Enable running merging/rerunning previous runs #35

Closed pontushojer closed 4 years ago

pontushojer commented 4 years ago

Fix https://github.com/FrickTobias/BLR/issues/228.

Add option initialize workdir based on files generated in previous run(s). This allows one to use intermediate files for running new parameters or to merge different datasets.

Example 1: Merge BAMs from different runs to increase coverage

We have analysed datasets1 and dataset2 separately using the standard setup but want to merge to increase coverage. Then we can initialize a new run based on these analyses.

$ blr init -w /path/to/dataset1-analysis -w /path/to/dataset2-analysis -l blr dataset1-dataset2-merged
SETTINGS FOR: init (version: 0.1.2.dev58+gbce7b21.d20200723)
 reads1: None
 library_type: blr
 from_workdir: [PosixPath('/path/to/dataset1-analysis'), PosixPath('/path/to/dataset2-analysis')]
 directory: dataset1-dataset2-merged
config - INFO: Changing value of 'library_type': None --> blr.
init - INFO: Directory dataset1-dataset2-merged initialized.
init - INFO: Edit dataset1-dataset2-merged/blr.yaml.
init - INFO: Run 'cd dataset1-dataset2-merged && blr run anew' to start the analysis.

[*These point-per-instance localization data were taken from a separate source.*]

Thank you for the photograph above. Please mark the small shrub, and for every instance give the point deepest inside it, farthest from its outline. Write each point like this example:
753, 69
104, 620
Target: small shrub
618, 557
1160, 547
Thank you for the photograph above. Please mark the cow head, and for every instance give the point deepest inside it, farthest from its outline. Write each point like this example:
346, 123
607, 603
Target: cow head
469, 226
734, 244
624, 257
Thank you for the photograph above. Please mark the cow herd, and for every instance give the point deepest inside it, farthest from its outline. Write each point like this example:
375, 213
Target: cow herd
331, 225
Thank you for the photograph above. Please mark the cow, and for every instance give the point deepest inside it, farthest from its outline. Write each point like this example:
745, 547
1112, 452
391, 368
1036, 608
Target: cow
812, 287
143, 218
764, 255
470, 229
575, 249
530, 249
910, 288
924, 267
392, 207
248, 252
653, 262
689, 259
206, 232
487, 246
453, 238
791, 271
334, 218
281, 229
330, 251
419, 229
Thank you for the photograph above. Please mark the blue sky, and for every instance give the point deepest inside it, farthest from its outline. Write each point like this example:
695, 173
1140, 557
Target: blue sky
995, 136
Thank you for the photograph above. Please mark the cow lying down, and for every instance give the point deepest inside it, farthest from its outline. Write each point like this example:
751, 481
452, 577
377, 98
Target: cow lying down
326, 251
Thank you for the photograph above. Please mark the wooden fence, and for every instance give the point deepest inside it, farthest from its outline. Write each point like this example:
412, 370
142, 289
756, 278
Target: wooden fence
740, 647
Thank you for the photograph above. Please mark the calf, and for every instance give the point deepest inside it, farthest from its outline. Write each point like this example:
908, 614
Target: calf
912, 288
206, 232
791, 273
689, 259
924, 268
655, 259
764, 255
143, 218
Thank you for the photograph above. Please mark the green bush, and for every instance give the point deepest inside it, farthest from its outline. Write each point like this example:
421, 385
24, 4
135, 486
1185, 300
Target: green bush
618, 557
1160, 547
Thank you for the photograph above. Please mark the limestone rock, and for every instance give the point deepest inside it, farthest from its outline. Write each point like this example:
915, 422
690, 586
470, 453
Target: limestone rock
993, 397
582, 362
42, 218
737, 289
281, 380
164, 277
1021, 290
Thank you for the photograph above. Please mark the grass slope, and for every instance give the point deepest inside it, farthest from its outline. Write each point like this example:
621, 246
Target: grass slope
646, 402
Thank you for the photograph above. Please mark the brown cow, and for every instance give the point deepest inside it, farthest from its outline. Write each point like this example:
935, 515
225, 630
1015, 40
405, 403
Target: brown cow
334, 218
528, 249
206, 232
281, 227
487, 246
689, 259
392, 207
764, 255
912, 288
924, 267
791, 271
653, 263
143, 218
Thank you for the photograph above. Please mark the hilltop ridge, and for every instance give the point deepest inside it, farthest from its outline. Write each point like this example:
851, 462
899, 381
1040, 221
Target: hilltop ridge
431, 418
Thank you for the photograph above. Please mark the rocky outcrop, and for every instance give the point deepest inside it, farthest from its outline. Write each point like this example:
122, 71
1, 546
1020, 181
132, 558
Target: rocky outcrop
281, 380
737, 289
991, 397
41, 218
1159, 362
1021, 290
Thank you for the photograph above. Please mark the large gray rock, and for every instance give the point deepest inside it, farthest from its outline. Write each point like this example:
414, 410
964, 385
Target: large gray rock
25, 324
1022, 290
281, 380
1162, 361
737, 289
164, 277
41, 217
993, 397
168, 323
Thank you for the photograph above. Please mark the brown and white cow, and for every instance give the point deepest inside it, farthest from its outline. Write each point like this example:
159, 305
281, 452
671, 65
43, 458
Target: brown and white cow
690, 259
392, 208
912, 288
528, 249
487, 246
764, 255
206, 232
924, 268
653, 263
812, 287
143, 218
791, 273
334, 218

This creates a directory dataset1-dataset2-merged with the configs blr.yaml as usual but also contains a folder calls inputs were files from the previous analysis are softlinked. These can then be used to setup the analysis folder (after configs have been updated) by running:

$ blr run anew 

This will generate all required files to rerun steps following basic processing (i.e. variant calling, phasing, etc). Specifically it will merge the key files: barcode.clstr, final.molecule_stats.filtered.tsv and final.bam. Once this is finished the merged data is ready for running further analysis.

NB! For the merging to work properly the different runs should have different sample_nr defined from the configs. This tags the barcode with an integer that stops barcodes that overlap between datasets from being considered as the same in downstream analysis.

Example 2: Test different variant caller

We have called variants using freebayes and want to try gatk on datasetA. We initialize a new analysis folder based on the old run.

$ blr init -w /path/to/datasetA-freebayes -l blr datasetA-gatk

Similarly as for the merged runs we setup the require files by running blr run anew. In this case the files from the old run will be used directly to generate the files for the new analysis.

Edit: I updated the implementation with https://github.com/NBISweden/BLR/pull/35/commits/fd4538f5e1b951ca1cced9a52db663dd4b594de8 so that it runs faster (multi-thread enabled) and you don't need to call blr run twice too setup and run. Instead including from_partial will run a separate workflow to setup the run folder before starting the regular command.

Edit2: Renamed trigger for running workflow from "from_partial" to "anew" which is shorter more to the point.